Boston Underground Film Fest Continues Through This Weekend with an Impressive Lineup

Editor, Festivals; Los Angeles, California (@RylandAldrich)
Boston Underground Film Fest Continues Through This Weekend with an Impressive Lineup



The Boston Underground Film Festival may not be the most well-known festival on the circuit, but the good people at the fest have been hard at working programming an all-around exceptional lineup for their 15th iteration. Taking place at the Brattle Theater in Cambridge, Mass's Harvard Square, BUFF has 16 features, each notable, most with a short or two playing before. There are also the typical film fest shorts programs as well as some fun events like their Karaoke Bacchanalia and Saturday Morning Cartoons and Cereal thrown in. Sounds like a blast.

The fest has been running since Wednesday when it kicked off with Jason Lapeyre and Robert Wilson's pint-sized actioner I Declare War (See Kurt's TIFF review).

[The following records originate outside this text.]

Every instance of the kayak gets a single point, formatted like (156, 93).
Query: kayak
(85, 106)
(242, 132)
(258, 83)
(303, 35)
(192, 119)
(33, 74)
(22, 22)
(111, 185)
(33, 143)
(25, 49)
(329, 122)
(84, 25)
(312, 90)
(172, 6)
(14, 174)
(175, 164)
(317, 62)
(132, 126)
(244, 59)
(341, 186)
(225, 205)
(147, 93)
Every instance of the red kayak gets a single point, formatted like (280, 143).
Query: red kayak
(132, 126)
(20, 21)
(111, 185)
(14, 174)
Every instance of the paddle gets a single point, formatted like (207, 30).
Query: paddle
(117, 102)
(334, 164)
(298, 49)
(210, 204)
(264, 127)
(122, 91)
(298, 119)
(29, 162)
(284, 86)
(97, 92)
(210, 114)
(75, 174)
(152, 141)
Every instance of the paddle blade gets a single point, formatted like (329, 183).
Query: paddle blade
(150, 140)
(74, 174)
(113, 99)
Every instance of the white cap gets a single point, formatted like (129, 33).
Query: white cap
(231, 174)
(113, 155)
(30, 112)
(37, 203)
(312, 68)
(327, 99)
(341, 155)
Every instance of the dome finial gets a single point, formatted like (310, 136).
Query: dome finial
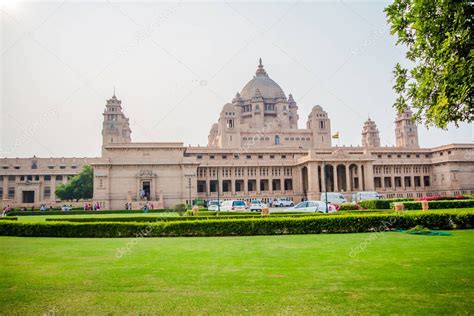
(260, 71)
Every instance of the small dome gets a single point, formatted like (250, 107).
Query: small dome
(268, 88)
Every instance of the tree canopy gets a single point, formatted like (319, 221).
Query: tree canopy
(79, 187)
(438, 36)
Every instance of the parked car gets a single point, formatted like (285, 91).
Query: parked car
(256, 205)
(368, 195)
(333, 197)
(312, 207)
(213, 205)
(233, 205)
(282, 203)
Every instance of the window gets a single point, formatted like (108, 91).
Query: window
(47, 192)
(11, 193)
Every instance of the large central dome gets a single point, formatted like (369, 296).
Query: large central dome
(268, 88)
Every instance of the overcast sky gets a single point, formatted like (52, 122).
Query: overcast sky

Yesterday brought the Drafthouse distributed punk doc A Band Called Death (Lainna's LAFF review) and Sion Sono's "twisted fusion of sex and death" Guilty of Romance (Todd's Cannes 2011 Review).

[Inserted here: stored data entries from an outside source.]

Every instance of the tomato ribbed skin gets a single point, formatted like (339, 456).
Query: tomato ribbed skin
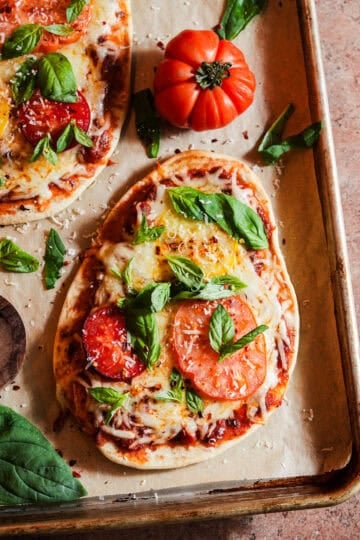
(237, 376)
(181, 99)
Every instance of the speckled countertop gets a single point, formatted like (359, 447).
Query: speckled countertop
(339, 22)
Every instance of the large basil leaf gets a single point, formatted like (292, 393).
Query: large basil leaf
(187, 272)
(31, 469)
(56, 78)
(14, 259)
(234, 217)
(185, 202)
(22, 41)
(54, 258)
(23, 83)
(237, 15)
(221, 329)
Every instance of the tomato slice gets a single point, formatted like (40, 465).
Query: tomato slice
(107, 345)
(14, 13)
(39, 116)
(238, 376)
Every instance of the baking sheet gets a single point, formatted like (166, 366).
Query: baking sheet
(310, 433)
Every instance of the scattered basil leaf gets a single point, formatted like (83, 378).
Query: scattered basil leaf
(209, 291)
(14, 259)
(31, 469)
(221, 329)
(23, 40)
(177, 387)
(234, 283)
(147, 234)
(59, 29)
(234, 217)
(185, 202)
(43, 148)
(23, 83)
(147, 121)
(151, 299)
(305, 139)
(229, 348)
(193, 401)
(109, 396)
(237, 15)
(272, 148)
(54, 258)
(274, 133)
(145, 337)
(56, 78)
(65, 139)
(71, 132)
(187, 272)
(74, 9)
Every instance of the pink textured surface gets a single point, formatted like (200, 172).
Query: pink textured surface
(340, 36)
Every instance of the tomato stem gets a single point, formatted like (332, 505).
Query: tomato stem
(211, 74)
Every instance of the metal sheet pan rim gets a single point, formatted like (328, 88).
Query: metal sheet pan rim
(275, 495)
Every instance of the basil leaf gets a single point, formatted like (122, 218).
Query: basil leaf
(230, 348)
(43, 148)
(23, 40)
(23, 83)
(185, 202)
(238, 14)
(145, 337)
(187, 272)
(147, 121)
(193, 401)
(59, 29)
(81, 136)
(146, 233)
(109, 396)
(31, 469)
(54, 258)
(14, 259)
(210, 291)
(305, 139)
(234, 283)
(74, 9)
(65, 139)
(56, 78)
(274, 133)
(235, 218)
(176, 392)
(221, 329)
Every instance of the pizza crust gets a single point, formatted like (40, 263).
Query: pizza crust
(69, 360)
(108, 77)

Today's lineup brings a couple controversial horror films. The first is the Slamdance-premiering Jug Face which Ben called, "underwhelming" and "clunky" (here's his full review). After that is Calvin Lee Reeder's Sundance midnighter The Rambler, which by most accounts is a challenging but rewarding film -- though it has sparked plenty of controversy across the film blogosphere (here is Chase's positive review).

buff2013_cheapthrills.jpg This weekend is packed with good stuff at BUFF. After the aforementioned Cartoons and Cereal, you can see Kim Ki-duk's return to form, Pieta (Todd's TIFF review), followed by two of the very best movies that SXSW 2013 had to offer, Zach Clark's wonderfully black comedy White Reindeer (my review), and E. L. Katz's show stopping Cheap Thrills, which was quickly scooped up by Drafthouse Films (Peter can tell you why in his review). If that wasn't enough, Sunday features the outlandishly absurd Los Chidos by The Mars Volta/At The Drive-in guitarist Omar Rodriguez Lopez (my SXSW 2012 review), Fantastic Fest fave Vanishing Waves (Brian's rave L'Etrange review), and indie powerhouse producer Travis Stevens's second film of the fest, SXSW 2013 midnighter Big Ass Spider! (Peter's take) to close things out.

If anyone in the general New England area is reading this and on the fence about attending, take this as a wakeup call. This is a spectacular lineup for such a small fest and features some of the best genre offereings from the last year (including only the second screenings of some of the SXSW titles). Do yourself a favor, film fans, and get yer butt to BUFF.